We try to train the staff so that they do not ask Clive questions or begin discussions, which put a load on his memory. For example, if you ask Clive, “How are you today,” there is an implicit demand on, “Well I am better today than I was yesterday.” And he gets quite upset and he will then start to talk about how he is being ill and how he can see and hear for the first time. So what we do is talk about the here and now. We ask him if he would like the coffee. We enter into conversation and Clive is still an excellent conversationalist, but it is all about current events, it is about the surroundings.

So we might comment on, “Oh, the sun is shining up the window.” But we would not say, “Oh, it is a nice day today,” because that implies that he knows what day it is and then he knows what the weather was like yesterday and so on. So we have to try to be careful not to place those demands on his memory because he then does become upset. And we want him to have a calm and content life.

Clive Wearing:
Oh Darling, I didn’t know you were here. What have you got there?

Deborah Wearing:
I’ve brought you some plates. [To Clive] Would you like a Danish pastry?

Clive Wearing:
That’s a lovely idea.

Deborah Wearing:
[To Dr. Oddy] Would you like one?

Dr. Michael Oddy:
I would actually

Clive Wearing:
Oh good. We’ve got enough too. That’s marvelous.
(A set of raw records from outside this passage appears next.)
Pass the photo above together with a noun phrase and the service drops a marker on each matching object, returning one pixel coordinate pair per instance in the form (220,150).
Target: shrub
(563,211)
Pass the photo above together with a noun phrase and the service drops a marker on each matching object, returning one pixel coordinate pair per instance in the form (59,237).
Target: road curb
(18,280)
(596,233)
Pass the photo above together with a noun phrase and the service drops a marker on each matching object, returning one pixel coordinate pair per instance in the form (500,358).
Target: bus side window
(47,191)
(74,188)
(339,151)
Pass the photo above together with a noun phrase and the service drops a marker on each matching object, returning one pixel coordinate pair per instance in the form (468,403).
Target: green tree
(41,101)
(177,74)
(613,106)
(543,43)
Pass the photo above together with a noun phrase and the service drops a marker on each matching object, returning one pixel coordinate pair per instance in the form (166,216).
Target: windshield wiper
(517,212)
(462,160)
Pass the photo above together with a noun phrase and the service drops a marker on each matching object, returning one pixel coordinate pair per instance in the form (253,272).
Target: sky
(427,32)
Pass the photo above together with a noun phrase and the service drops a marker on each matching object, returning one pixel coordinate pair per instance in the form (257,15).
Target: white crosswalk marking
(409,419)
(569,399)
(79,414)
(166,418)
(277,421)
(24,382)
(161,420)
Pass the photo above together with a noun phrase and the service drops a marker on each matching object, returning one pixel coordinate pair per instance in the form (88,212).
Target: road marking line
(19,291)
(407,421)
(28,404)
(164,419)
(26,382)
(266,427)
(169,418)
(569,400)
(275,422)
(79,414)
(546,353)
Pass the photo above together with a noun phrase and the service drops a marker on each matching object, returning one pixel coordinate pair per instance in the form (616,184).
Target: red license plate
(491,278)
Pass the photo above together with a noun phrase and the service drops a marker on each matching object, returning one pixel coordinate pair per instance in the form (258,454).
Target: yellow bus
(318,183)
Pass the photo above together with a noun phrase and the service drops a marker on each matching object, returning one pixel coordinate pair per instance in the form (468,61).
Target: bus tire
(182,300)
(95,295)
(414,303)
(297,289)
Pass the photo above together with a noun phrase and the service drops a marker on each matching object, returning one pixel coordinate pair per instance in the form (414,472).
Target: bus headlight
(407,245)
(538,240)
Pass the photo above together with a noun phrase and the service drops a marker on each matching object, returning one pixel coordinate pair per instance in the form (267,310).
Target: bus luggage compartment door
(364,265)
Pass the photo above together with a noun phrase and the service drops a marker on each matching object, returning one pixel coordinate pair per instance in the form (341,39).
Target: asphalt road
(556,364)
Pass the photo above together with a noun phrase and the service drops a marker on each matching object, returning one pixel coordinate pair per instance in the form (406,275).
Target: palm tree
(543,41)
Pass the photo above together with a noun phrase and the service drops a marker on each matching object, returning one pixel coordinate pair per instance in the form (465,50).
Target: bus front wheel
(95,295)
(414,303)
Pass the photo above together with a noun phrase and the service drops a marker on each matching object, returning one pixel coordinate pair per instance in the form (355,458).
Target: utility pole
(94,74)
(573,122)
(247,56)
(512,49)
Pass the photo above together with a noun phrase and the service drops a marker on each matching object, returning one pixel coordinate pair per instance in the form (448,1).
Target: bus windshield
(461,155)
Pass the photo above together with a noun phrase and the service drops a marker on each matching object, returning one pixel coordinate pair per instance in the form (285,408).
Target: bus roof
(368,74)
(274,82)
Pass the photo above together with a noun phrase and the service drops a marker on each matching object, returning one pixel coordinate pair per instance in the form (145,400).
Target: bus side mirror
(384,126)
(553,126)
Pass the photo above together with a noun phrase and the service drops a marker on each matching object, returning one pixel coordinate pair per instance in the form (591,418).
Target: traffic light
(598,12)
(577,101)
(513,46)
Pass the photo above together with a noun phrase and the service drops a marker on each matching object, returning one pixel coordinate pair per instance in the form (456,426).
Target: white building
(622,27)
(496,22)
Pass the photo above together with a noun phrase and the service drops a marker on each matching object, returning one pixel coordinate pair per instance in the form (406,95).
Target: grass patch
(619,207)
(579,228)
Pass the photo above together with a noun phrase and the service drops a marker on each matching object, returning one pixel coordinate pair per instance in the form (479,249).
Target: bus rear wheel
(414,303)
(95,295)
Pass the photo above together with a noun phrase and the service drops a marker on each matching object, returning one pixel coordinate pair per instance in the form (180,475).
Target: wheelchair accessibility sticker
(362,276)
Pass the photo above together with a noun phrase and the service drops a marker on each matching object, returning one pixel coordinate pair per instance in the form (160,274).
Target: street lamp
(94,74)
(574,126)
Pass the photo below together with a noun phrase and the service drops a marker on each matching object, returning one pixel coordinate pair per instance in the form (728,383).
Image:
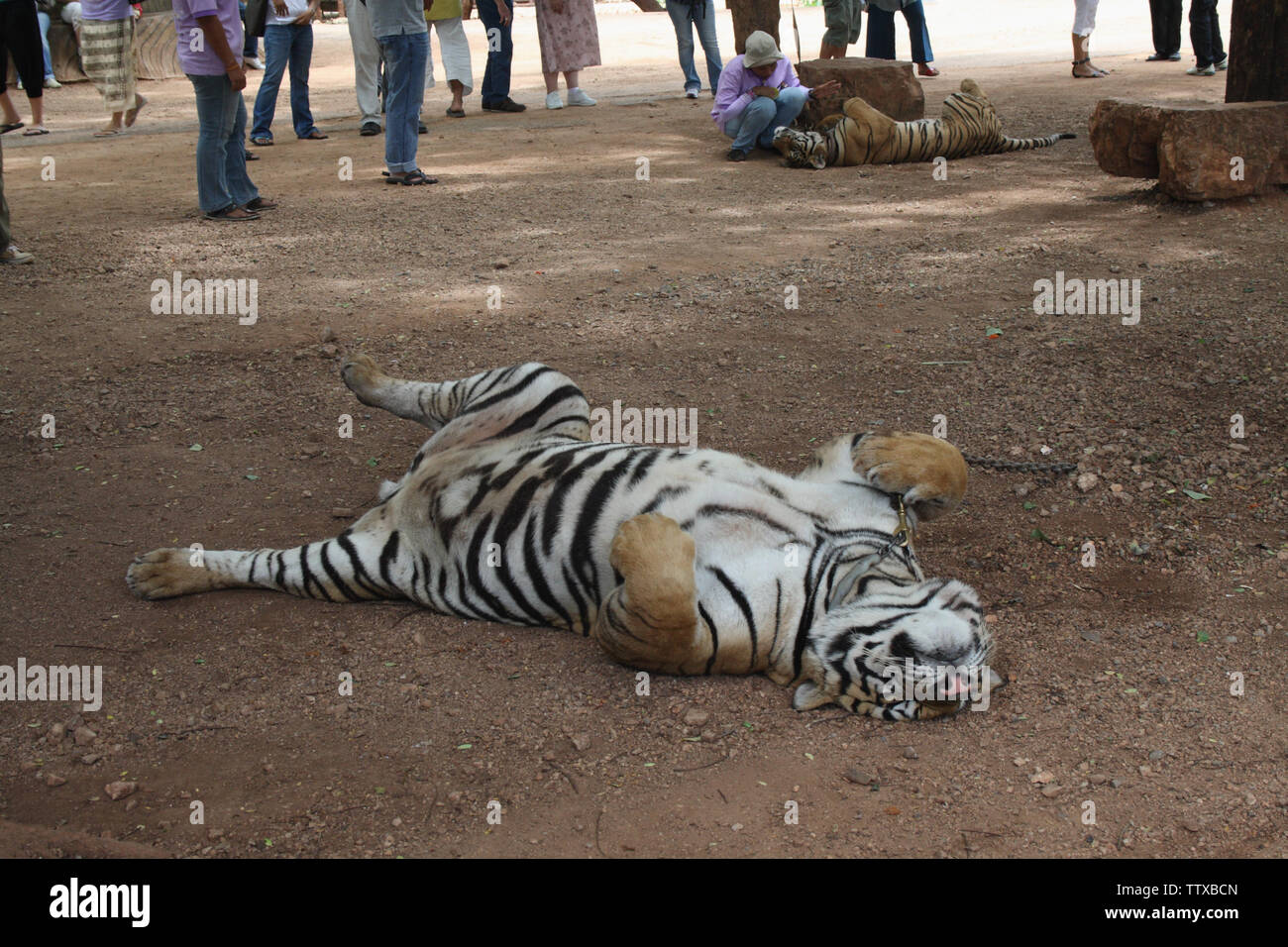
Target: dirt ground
(665,291)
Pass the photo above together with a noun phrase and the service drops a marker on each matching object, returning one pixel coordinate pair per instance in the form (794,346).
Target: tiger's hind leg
(927,471)
(651,620)
(528,398)
(369,561)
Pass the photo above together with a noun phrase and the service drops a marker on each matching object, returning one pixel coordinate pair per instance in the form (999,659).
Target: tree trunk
(1258,52)
(750,16)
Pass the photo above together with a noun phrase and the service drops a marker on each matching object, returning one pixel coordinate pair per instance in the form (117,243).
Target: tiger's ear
(809,696)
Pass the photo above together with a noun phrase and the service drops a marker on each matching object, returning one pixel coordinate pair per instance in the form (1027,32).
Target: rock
(889,86)
(1190,149)
(696,718)
(861,777)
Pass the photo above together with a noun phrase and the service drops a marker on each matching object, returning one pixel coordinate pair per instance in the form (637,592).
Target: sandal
(232,213)
(133,114)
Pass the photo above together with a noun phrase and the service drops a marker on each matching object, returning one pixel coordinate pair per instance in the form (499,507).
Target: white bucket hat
(760,51)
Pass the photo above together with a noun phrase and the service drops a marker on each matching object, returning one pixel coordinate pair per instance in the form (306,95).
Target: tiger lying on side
(866,137)
(683,564)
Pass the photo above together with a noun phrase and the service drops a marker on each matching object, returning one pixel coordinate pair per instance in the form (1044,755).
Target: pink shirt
(737,81)
(196,56)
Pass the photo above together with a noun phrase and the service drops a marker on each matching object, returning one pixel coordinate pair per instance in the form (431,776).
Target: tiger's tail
(1029,144)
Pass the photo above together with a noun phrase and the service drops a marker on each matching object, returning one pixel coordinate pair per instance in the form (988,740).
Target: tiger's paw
(364,377)
(927,471)
(166,574)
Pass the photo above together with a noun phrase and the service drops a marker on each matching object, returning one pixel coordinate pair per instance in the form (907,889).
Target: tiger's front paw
(165,574)
(927,471)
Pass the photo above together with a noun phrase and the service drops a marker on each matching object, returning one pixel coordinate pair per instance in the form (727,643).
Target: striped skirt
(107,54)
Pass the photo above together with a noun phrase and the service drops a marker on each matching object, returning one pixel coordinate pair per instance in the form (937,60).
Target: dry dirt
(668,291)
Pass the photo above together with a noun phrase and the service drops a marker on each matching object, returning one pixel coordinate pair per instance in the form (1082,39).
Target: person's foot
(232,213)
(505,105)
(133,114)
(12,254)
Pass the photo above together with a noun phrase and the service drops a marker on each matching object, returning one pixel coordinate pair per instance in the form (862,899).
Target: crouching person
(758,93)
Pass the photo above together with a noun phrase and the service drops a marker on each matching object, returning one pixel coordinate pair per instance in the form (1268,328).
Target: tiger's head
(802,149)
(900,643)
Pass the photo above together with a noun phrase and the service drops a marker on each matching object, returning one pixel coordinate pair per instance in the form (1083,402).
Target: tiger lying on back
(683,564)
(866,137)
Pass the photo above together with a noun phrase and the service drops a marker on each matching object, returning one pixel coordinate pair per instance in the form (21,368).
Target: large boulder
(887,85)
(1197,153)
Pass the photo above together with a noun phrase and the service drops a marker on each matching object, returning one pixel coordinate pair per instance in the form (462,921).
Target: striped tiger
(863,136)
(678,562)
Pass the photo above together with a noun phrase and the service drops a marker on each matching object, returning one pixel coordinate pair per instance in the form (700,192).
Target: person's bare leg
(11,114)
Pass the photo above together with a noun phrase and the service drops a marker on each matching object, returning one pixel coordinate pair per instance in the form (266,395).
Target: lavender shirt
(103,11)
(204,60)
(735,85)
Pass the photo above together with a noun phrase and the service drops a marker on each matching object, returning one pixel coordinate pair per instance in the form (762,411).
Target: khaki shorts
(844,20)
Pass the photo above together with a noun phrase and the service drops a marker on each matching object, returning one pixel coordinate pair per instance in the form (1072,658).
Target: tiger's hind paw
(166,574)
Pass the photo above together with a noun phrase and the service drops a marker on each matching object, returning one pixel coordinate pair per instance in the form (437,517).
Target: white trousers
(455,51)
(366,60)
(1085,17)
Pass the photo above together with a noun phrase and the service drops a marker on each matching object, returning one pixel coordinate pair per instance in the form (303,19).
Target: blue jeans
(222,179)
(758,121)
(496,78)
(284,46)
(43,18)
(881,33)
(404,68)
(250,48)
(681,11)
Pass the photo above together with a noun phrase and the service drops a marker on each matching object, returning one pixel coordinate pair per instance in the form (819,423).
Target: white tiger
(684,564)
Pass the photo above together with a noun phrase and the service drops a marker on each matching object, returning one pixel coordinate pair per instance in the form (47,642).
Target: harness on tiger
(902,540)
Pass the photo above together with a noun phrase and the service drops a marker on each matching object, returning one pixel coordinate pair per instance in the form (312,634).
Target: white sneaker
(12,254)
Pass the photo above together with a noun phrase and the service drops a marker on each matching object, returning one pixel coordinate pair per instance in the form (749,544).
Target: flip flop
(133,114)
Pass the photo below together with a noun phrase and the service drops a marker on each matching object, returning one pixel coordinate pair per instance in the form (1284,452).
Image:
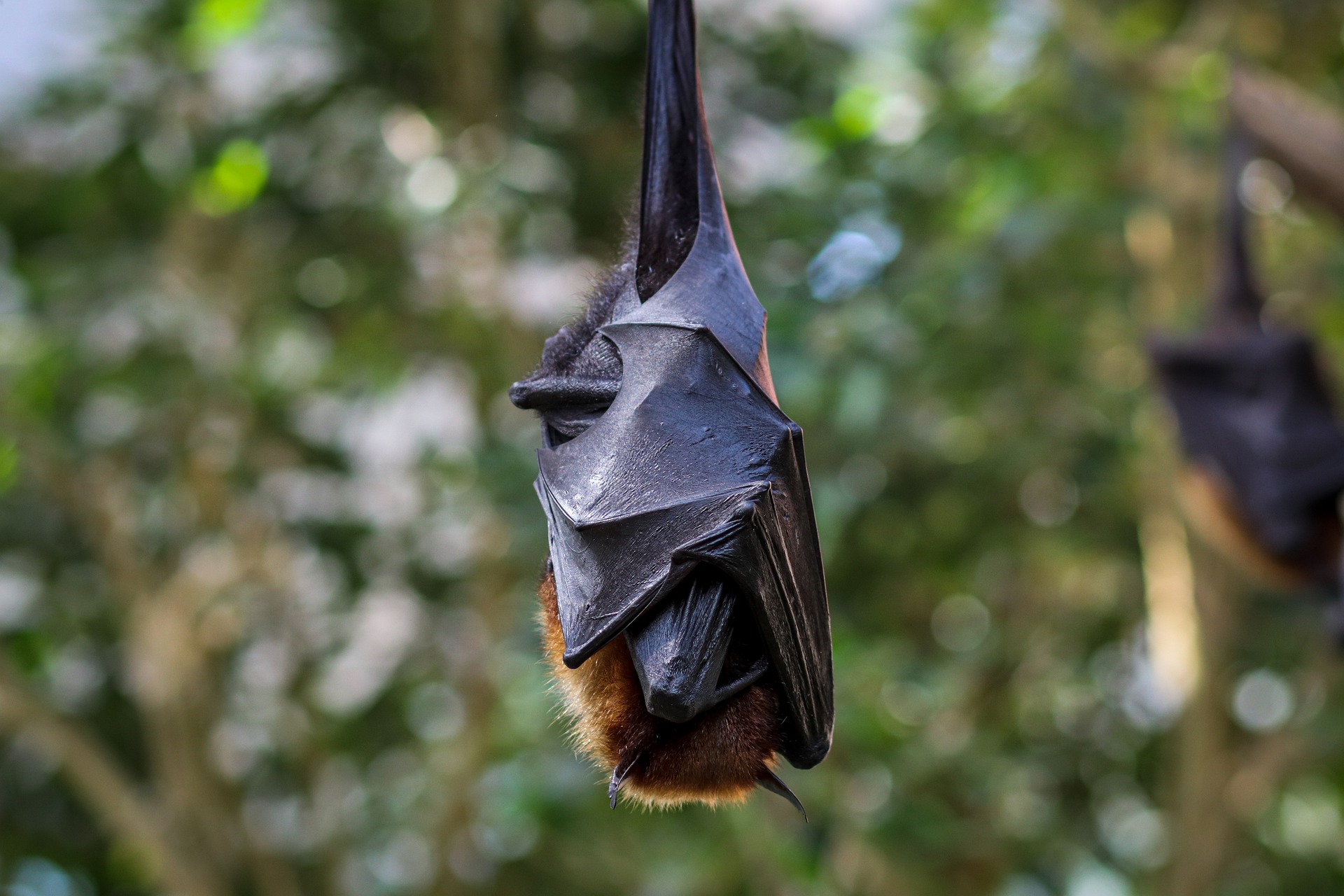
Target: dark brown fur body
(717,758)
(1214,514)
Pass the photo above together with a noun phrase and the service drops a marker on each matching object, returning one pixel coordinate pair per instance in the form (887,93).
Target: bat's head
(1254,413)
(689,617)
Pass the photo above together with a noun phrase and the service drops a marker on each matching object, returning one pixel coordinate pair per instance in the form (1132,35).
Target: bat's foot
(772,782)
(619,777)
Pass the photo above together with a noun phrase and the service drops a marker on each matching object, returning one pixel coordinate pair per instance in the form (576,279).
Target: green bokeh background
(268,540)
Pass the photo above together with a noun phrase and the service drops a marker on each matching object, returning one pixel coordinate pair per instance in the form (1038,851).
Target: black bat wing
(730,491)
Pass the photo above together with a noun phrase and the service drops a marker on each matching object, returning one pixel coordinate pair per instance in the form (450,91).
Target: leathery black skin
(1254,412)
(675,488)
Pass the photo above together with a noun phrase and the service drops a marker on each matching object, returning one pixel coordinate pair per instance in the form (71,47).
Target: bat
(1257,421)
(685,610)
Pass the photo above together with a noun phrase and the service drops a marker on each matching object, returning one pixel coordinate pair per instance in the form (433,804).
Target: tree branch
(102,786)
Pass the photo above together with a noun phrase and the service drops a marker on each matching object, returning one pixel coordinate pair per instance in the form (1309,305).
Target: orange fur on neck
(715,760)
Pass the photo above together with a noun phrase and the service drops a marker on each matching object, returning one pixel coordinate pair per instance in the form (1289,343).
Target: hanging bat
(1257,422)
(685,610)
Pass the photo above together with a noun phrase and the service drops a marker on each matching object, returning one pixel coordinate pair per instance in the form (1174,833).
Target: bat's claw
(772,782)
(619,777)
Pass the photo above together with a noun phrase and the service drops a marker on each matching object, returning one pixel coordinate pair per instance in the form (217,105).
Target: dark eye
(561,425)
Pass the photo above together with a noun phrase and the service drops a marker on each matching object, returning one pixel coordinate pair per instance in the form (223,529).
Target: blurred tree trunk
(1203,758)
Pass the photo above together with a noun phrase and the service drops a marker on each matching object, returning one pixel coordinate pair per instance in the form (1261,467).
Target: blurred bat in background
(1257,422)
(685,610)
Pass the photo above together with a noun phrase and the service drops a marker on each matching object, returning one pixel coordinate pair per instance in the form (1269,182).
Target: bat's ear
(1238,300)
(676,147)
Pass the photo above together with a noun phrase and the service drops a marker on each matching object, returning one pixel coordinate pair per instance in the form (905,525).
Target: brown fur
(713,760)
(1215,517)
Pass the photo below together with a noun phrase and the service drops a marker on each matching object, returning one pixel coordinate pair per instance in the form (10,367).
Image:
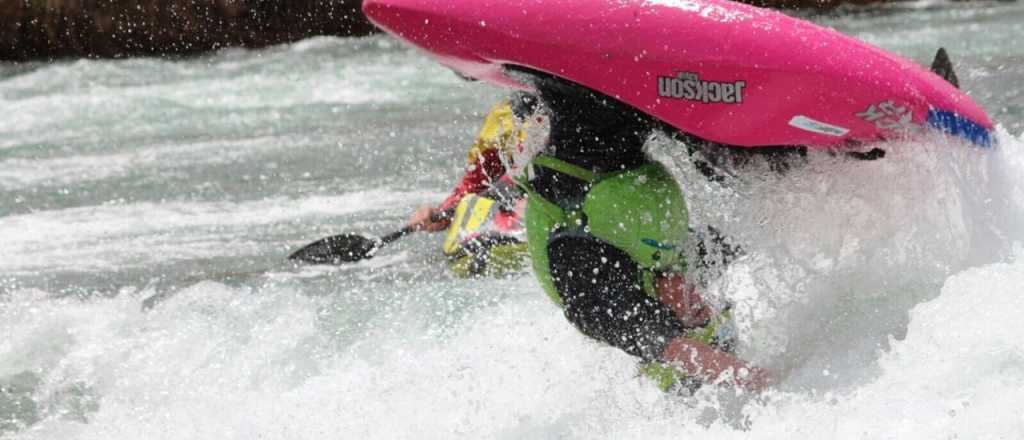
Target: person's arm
(694,357)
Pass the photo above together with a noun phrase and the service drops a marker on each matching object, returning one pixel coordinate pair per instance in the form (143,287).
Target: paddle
(348,248)
(345,248)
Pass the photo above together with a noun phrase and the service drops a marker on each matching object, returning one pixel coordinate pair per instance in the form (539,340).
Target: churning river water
(146,207)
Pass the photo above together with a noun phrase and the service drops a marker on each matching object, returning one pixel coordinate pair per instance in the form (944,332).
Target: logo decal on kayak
(687,85)
(888,116)
(805,123)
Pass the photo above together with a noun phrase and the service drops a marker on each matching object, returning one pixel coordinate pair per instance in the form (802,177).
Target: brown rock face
(54,29)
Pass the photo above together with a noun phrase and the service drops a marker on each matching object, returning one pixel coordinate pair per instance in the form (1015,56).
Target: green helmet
(640,212)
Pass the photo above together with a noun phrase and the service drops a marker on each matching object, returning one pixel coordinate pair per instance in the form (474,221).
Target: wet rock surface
(58,29)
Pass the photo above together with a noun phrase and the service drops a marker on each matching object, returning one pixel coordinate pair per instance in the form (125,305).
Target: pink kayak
(720,71)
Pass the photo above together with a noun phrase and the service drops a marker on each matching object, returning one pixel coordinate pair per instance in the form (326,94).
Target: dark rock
(56,29)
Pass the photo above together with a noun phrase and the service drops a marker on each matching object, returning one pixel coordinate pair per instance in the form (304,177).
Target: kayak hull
(716,70)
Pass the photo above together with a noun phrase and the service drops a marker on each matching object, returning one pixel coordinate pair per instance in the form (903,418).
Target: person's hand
(683,299)
(757,380)
(428,219)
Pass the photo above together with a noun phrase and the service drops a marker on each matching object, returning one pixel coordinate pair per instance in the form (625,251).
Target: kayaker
(485,203)
(606,227)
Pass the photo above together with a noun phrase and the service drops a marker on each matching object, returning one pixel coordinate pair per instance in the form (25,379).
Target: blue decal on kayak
(960,126)
(658,245)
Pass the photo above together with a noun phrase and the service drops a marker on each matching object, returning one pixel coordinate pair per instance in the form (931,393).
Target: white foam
(108,236)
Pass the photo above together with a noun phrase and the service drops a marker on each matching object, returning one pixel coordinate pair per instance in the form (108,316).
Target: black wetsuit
(600,286)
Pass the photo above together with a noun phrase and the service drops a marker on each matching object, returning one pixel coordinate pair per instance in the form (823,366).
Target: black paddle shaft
(348,248)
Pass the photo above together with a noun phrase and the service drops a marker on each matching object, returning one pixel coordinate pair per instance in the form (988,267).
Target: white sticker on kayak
(805,123)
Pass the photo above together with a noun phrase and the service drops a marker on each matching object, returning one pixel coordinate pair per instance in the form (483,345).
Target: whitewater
(146,207)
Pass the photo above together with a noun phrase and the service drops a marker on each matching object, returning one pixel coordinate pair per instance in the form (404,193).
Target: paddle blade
(345,248)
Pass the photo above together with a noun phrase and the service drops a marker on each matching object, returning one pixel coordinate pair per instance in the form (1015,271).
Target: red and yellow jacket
(500,137)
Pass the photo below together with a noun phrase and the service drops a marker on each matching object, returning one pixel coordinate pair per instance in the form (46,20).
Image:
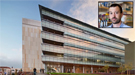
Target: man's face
(115,15)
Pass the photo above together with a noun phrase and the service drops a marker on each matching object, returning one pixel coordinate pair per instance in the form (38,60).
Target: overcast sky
(12,12)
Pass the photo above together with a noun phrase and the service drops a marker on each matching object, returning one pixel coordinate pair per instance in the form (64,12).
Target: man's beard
(117,20)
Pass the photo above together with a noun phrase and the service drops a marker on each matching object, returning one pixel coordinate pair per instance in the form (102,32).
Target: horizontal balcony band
(62,39)
(71,52)
(62,28)
(72,61)
(95,32)
(102,50)
(91,40)
(95,49)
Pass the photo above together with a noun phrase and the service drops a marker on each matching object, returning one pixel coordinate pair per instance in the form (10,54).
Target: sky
(12,12)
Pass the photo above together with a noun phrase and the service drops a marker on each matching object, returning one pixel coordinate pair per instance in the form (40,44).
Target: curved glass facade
(66,40)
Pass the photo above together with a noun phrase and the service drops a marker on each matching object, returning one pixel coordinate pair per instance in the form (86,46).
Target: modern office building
(72,46)
(64,44)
[Conversation among Clive, Dr. Oddy and Deborah]

Deborah Wearing:
One of the things that characterizes Clive’s day is that he continually makes entries in his diary. Now I say makes entries in his diary rather than keeps a diary, because in fact he is not keeping the diary. It is an inner compulsion to record the momentous event of waking up. Because Clive’s perception of his own condition is that because he has no memory whatsoever up to the current 10 or 20 seconds or maybe half a minute depending on whether that has been distracted any proactive interference.

On the whole, his conscious working span memory is that current minute. So everything else behind the minute is blank. So everything until now is unknown and is void. So he uses the analogy of feeling as if he has just woken up. He says it is like just waking up for the first time. It is like just becoming conscious. It is as if I have been unconscious for however many years. And because this is a continual state, unless he is actually engaged on a conversation or in playing Patience or Solitaire which he does a lot or on playing the piano or on taking a walk, unless his mind is elsewhere engaged, that is his experience of life which is, “Oh! It is as if I have just woken up.” “Oh! You are the first person I have seen.” And it is this amazement that – I mean, can you imagine, what would it be like if you were unconscious and you just came to but you did not have a lot of people around your bed saying, “Oh! You have been unconscious, you are in a hospital.” You have just got people eating a meal or watching TV as if nothing has happened.

So he is habituated to that condition. He realizes that it is not surprising but he uses that as an analogy for the experience of having that memory, it is as if I have just woken up. And because for him it is momentous, he HAS to write it down and he HAS to write it down on any available surface. If the diary is in front of him, he will write it down there, he will record the time, “10:50 AM: awake first time.” And then he looks at the previous entry which was “10:48 AM: awake first time,” and he says, “No, I was not awake then, that was not me. That was not proper awakeness. This is the first real awakeness.” So he goes through the diaries scoring out previous entries and underlining the current new entry because now is the real awakeness, all the previous awakenesses are unknown to me.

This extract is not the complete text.